A media player supporting hires audio over USB. The app is free but to unlock the Hires (and another couple of features) you must pay E 13,99.
Tested it using 34.198 files in 4158 folders using 825 GB oon a 1TB micro SD. Most of the audio is FLAC.
Bit hard to read but doable.
You can browse by various tags including the Composer.
The search function returns Albums, Artist, Album Artist, Songs and Composers containing the search phrase. As far as I can judge, wildcards are not supported. Likewise you can't type e.g. Ritt Brah to get all the tracks with Hardy Rittner playing Brahms.
Although the screen says "All Songs", fortunately all albums are displayed when you select the Artist.
All 10 albums I have with this specific artist are displayed. None of the albums is split.
Checked a couple of other albums as well. Of course you can't check all of them but it looks like HF Player read all the tracks and generated the albums correctly.
If you wonder why I'm wasting my time (and yours) on such trivialities, practice has proven not all media players can cope with this amount of data.
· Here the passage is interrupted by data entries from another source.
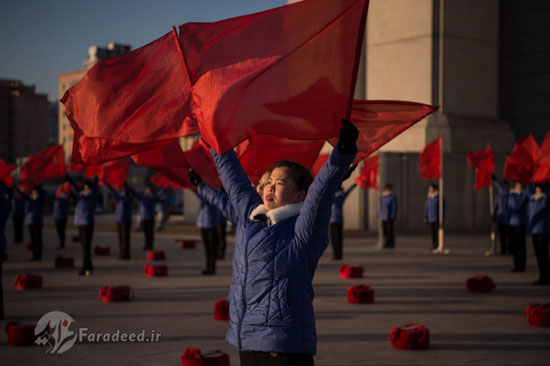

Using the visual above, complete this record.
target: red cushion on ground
[525,303,550,327]
[389,324,430,350]
[348,284,374,304]
[466,274,496,292]
[214,299,229,320]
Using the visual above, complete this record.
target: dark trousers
[201,227,219,273]
[141,220,155,250]
[533,234,550,282]
[11,216,24,243]
[498,222,510,254]
[430,221,439,249]
[78,225,94,271]
[116,222,132,259]
[508,226,527,272]
[329,222,344,259]
[55,219,67,248]
[382,220,395,248]
[218,221,227,259]
[29,224,42,260]
[239,351,314,366]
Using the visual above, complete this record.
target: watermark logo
[34,311,77,354]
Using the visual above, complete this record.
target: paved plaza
[0,216,550,366]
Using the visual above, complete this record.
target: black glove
[188,168,202,188]
[338,119,359,154]
[342,164,357,182]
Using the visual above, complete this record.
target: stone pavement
[0,218,550,366]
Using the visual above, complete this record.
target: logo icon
[34,311,77,354]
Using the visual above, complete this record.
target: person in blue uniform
[105,182,134,260]
[380,183,397,249]
[67,176,98,276]
[493,180,510,255]
[211,121,358,366]
[15,185,46,261]
[527,184,550,285]
[11,191,25,243]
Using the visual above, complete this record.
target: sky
[0,0,286,101]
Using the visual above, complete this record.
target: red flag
[355,155,378,189]
[311,154,330,177]
[0,159,16,180]
[419,137,441,179]
[99,159,130,189]
[19,145,67,192]
[504,135,540,185]
[533,131,550,183]
[467,147,495,190]
[239,135,324,185]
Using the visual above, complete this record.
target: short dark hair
[271,160,313,192]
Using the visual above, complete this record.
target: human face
[256,172,271,198]
[263,167,306,211]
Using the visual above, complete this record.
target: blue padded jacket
[211,147,355,355]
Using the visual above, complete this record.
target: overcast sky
[0,0,286,100]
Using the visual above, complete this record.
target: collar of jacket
[249,202,304,226]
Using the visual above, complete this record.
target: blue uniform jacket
[330,184,357,224]
[105,184,134,224]
[380,193,397,221]
[69,179,97,226]
[212,146,355,355]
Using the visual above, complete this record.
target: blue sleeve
[210,149,263,224]
[197,182,237,224]
[294,145,355,250]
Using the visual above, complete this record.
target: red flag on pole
[355,155,378,189]
[19,145,67,192]
[504,135,540,185]
[467,147,495,190]
[419,137,441,179]
[533,131,550,183]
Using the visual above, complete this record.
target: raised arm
[210,149,264,223]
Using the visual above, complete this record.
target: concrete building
[57,42,131,157]
[0,79,49,164]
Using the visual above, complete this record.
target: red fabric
[69,161,101,178]
[180,0,368,152]
[419,137,441,179]
[61,31,198,165]
[389,324,430,350]
[533,131,550,183]
[504,135,540,185]
[54,255,74,268]
[0,159,16,181]
[348,285,374,304]
[214,299,229,320]
[466,275,496,292]
[525,303,550,327]
[355,155,378,189]
[99,159,130,189]
[19,145,67,192]
[467,147,495,190]
[311,154,330,178]
[238,135,324,185]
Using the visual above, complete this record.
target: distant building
[0,79,49,164]
[57,42,131,157]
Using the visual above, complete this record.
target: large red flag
[419,137,441,179]
[0,159,16,180]
[19,145,67,192]
[504,135,540,185]
[533,131,550,183]
[99,159,130,188]
[467,147,495,190]
[355,155,378,189]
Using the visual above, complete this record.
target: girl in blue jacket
[527,184,550,285]
[211,121,358,365]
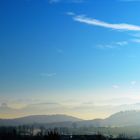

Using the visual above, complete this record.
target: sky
[0,0,140,119]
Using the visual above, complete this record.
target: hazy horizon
[0,0,140,119]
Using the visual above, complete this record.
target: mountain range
[0,111,140,127]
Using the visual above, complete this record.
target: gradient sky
[0,0,140,119]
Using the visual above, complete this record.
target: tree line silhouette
[0,125,130,140]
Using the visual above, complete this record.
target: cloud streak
[73,15,140,31]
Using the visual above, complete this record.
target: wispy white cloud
[131,81,137,86]
[73,15,140,31]
[97,41,128,49]
[131,38,140,43]
[112,85,120,89]
[40,73,56,77]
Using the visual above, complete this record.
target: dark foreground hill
[0,111,140,127]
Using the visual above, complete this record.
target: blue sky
[0,0,140,118]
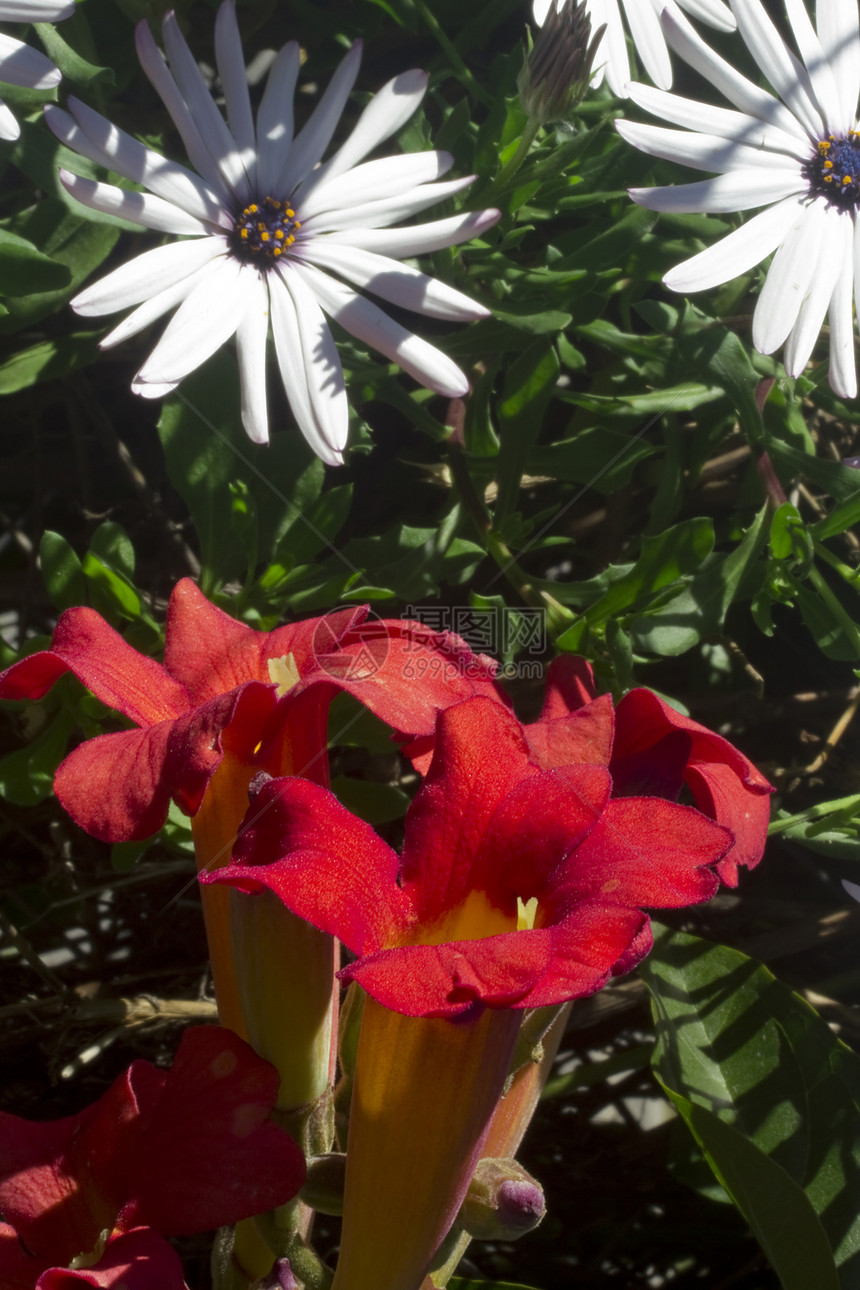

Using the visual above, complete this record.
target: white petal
[215,0,257,155]
[324,209,502,259]
[281,266,349,459]
[293,262,469,399]
[73,237,227,317]
[236,271,269,444]
[300,70,428,204]
[615,120,802,172]
[828,217,857,399]
[134,22,232,200]
[785,0,840,126]
[303,237,490,323]
[815,0,860,128]
[678,0,738,31]
[257,40,300,196]
[132,255,255,396]
[593,0,630,98]
[58,97,224,224]
[0,98,21,141]
[0,0,75,22]
[161,12,254,205]
[294,151,454,221]
[731,0,824,138]
[627,81,810,161]
[624,0,672,89]
[92,268,205,348]
[269,273,343,466]
[783,203,852,377]
[279,40,362,194]
[661,9,808,144]
[0,32,62,89]
[59,170,210,235]
[628,170,807,215]
[753,201,824,353]
[663,197,801,294]
[302,174,474,235]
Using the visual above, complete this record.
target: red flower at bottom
[210,698,734,1017]
[0,1026,304,1290]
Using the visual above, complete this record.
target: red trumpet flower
[0,1026,304,1290]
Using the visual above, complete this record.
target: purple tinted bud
[458,1158,545,1241]
[498,1178,547,1232]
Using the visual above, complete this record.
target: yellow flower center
[266,654,299,699]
Foobar or HiBy simply can't.
The screen reports that a 44.1 kHz FLAC is played as linear PCM at 48 kHz.
This is how Android audio works. All is resampled to 48 kHz.
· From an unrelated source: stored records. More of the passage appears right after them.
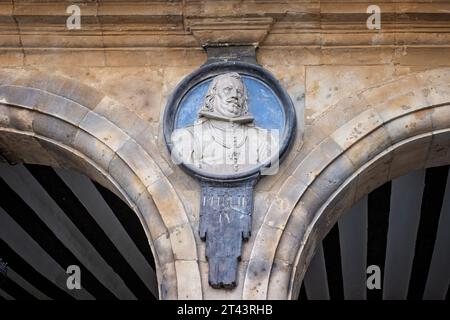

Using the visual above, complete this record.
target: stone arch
[243,68,450,299]
[0,70,202,299]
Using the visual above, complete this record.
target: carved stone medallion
[164,61,296,288]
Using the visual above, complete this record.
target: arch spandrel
[0,71,202,299]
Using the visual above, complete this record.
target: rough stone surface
[0,0,450,299]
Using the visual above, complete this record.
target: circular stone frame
[163,61,296,181]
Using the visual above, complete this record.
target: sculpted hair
[201,72,249,116]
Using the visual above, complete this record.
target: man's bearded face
[214,77,244,118]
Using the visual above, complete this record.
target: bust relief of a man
[172,72,279,174]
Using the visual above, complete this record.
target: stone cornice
[0,0,450,49]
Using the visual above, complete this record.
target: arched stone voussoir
[243,68,450,299]
[0,72,202,299]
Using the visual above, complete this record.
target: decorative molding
[0,0,450,49]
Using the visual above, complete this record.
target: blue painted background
[175,76,285,132]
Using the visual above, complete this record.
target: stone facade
[0,0,450,299]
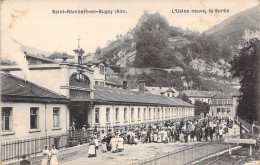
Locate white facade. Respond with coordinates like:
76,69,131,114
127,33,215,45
2,63,94,98
92,105,194,127
0,102,69,141
189,96,211,104
91,63,106,86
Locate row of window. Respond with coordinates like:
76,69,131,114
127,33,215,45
214,99,231,104
194,99,210,103
2,107,60,131
95,81,105,86
95,107,193,123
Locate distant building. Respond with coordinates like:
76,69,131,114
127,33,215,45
92,82,194,129
209,93,237,118
1,43,194,135
183,90,220,104
83,60,123,88
146,86,179,97
0,74,69,141
132,86,179,97
83,60,106,86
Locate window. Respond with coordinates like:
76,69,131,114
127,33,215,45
131,108,134,121
100,65,105,75
162,108,163,119
95,108,99,123
222,108,225,113
53,107,60,127
30,107,39,129
2,107,12,131
143,108,146,120
116,108,119,121
227,108,230,113
137,108,140,120
124,108,127,121
217,108,220,113
106,108,110,122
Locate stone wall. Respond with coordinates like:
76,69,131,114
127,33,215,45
4,144,89,165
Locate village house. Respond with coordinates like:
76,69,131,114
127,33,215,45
183,90,219,104
2,43,194,129
0,73,69,141
209,93,237,119
132,86,179,97
0,44,194,161
92,81,194,131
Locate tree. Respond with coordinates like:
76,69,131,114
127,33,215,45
230,38,259,123
194,100,209,115
177,92,191,104
135,13,170,68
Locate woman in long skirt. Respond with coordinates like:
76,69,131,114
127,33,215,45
88,137,97,157
42,145,50,165
101,136,107,152
117,135,124,152
153,131,158,143
157,131,162,143
110,136,117,153
50,144,58,165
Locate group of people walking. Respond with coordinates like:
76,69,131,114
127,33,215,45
89,116,233,156
88,130,124,157
42,144,58,165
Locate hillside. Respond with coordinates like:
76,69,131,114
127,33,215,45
205,6,260,51
96,12,240,90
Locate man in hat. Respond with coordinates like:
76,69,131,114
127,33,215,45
42,145,50,165
50,144,58,165
20,155,31,165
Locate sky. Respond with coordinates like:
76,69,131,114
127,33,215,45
1,0,259,56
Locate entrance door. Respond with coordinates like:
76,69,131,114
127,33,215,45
69,102,88,130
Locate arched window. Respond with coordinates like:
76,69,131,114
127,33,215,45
69,73,90,88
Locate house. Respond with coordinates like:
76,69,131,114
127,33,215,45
83,59,123,88
209,93,236,118
83,59,106,86
132,86,179,97
183,90,220,104
146,86,179,97
92,81,194,128
1,45,94,128
0,73,69,141
2,43,194,132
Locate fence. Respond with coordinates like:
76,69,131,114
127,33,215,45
0,134,68,162
132,142,235,165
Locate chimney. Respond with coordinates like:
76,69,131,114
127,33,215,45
123,81,127,89
139,80,145,93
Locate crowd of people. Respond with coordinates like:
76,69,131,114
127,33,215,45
88,116,235,157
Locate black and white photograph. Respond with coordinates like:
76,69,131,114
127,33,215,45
0,0,260,165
I have a simple USB DAC, a Ugreen dongle.
HF Player recognize it and after you have given permission to use it, it will report its properties.
Now a 44.1 kHz FLAC is reported as a 44.1 kHz PCM. Indeed the HF Player bypasses the Android audio and uses USB audio directly. This allows for playing without resampling to 48 kHz.
Tried a 96 kHz recording as well. It played at 48 kHz because if you want it to play 96, you have to pay first.
So I did. Now it is ads free and does 24 bit/ 96 kHz as well.
As the player bypasses the Android audio, the system wide EQ doesn't work.
Fortunately the app has its own EQ.
Choose the 11 band preset and modify it to your liking and save it.